Scottish cricketer and British Army officer (1885–1917)

Charles Frearson Younger (9 September 1885 – 21 March 1917) was a Scottish first-class cricketer and British Army officer.

The son of the brewer and politician Sir George Younger, and his wife, Lucy, he was born in Tillicoultry, Clackmannanshire. He was educated in England at Cheam School, before attending Winchester College. He was a member of the Winchester cricket team and was considered a bowler of good length. Younger then studied at New College, Oxford. He made a single appearance in first-class cricket for Oxford University against the Marylebone Cricket Club in 1907, taking two wickets in the match and scoring 27 runs. He was absent on the first day of the match, leaving Oxford a man short in their first innings. Younger made no further appearances for Oxford and failed to gain a blue.

After graduating from Oxford, he entered into his father's brewing business in Alloa, George Younger and Son, assisting with its management. Younger was commissioned as a second lieutenant in the Lothians and Border Horse in December 1909. A member of the Clackmannanshire county cricket team, he was selected to play for Scotland in a first-class match against the touring South Africans at Glasgow in 1912. He scored 15 runs in the match and took two wickets with his left-arm medium pace.

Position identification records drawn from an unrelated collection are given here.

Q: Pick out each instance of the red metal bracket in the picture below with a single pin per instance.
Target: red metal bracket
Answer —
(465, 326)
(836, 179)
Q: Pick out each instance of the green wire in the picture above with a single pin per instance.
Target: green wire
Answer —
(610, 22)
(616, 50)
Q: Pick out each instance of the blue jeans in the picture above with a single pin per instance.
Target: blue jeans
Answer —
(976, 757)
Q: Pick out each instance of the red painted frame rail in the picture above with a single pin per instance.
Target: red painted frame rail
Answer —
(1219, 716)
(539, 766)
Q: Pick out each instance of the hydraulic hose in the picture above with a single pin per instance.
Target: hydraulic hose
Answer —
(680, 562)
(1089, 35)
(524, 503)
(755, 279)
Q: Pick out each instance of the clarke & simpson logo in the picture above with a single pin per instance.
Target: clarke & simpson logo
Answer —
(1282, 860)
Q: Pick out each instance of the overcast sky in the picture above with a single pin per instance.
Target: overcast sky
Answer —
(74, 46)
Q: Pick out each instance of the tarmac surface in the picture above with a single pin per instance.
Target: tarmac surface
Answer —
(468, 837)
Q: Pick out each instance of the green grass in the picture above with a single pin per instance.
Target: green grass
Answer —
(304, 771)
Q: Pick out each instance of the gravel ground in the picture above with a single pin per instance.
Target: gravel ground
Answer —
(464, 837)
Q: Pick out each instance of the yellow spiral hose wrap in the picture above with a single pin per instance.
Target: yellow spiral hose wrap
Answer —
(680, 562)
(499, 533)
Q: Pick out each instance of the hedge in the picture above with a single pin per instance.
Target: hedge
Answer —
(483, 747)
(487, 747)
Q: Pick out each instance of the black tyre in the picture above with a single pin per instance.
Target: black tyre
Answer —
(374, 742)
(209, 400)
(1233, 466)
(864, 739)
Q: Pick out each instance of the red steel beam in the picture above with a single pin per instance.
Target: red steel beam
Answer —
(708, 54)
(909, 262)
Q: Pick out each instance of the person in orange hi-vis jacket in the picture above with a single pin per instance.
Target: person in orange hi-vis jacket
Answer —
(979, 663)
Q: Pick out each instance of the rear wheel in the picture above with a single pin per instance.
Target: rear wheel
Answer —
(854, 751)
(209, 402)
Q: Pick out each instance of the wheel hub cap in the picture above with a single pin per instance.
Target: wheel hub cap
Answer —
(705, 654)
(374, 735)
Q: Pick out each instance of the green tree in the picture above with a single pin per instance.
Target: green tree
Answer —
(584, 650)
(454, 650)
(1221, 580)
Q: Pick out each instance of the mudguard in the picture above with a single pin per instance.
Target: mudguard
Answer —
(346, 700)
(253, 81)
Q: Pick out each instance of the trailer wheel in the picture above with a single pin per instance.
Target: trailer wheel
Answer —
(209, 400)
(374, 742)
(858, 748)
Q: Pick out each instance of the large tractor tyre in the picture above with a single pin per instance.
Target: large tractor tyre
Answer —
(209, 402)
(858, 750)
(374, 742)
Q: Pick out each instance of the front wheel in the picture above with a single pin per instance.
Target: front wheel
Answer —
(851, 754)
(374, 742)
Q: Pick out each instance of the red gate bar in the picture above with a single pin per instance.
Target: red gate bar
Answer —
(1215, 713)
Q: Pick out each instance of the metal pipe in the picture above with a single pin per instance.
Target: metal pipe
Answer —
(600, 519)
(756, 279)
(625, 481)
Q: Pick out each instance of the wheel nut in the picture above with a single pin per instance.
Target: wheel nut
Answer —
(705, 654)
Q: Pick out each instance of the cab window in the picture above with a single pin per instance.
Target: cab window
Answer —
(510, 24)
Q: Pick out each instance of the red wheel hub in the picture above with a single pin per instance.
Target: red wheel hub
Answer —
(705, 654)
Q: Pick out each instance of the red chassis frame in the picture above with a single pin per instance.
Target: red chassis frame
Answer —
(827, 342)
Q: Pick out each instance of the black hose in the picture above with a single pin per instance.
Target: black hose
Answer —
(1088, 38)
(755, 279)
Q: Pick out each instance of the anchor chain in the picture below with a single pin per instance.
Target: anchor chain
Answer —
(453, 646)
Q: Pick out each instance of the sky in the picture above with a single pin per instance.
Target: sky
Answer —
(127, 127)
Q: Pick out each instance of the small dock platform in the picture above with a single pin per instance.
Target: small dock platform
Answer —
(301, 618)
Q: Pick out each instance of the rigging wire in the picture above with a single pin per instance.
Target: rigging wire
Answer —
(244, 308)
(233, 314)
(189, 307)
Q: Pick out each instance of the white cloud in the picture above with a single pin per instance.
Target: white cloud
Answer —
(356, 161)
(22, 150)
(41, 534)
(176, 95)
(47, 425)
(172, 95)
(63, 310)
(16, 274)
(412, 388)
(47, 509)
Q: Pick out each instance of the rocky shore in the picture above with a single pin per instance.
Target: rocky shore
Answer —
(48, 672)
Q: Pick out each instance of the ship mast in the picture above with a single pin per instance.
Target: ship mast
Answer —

Younger was commissioned as an army officer and served in the First World War, during which he was promoted to lieutenant in August 1914. Younger was seriously wounded in action at Saint-Léger on 20 March 1917, rendering him unconscious. He succumbed to his wounds the following day, having been evacuated to Aveluy. He was buried at the Aveluy Communal Cemetery. Younger was survived by his wife, Marjory, whom he had married in 1913.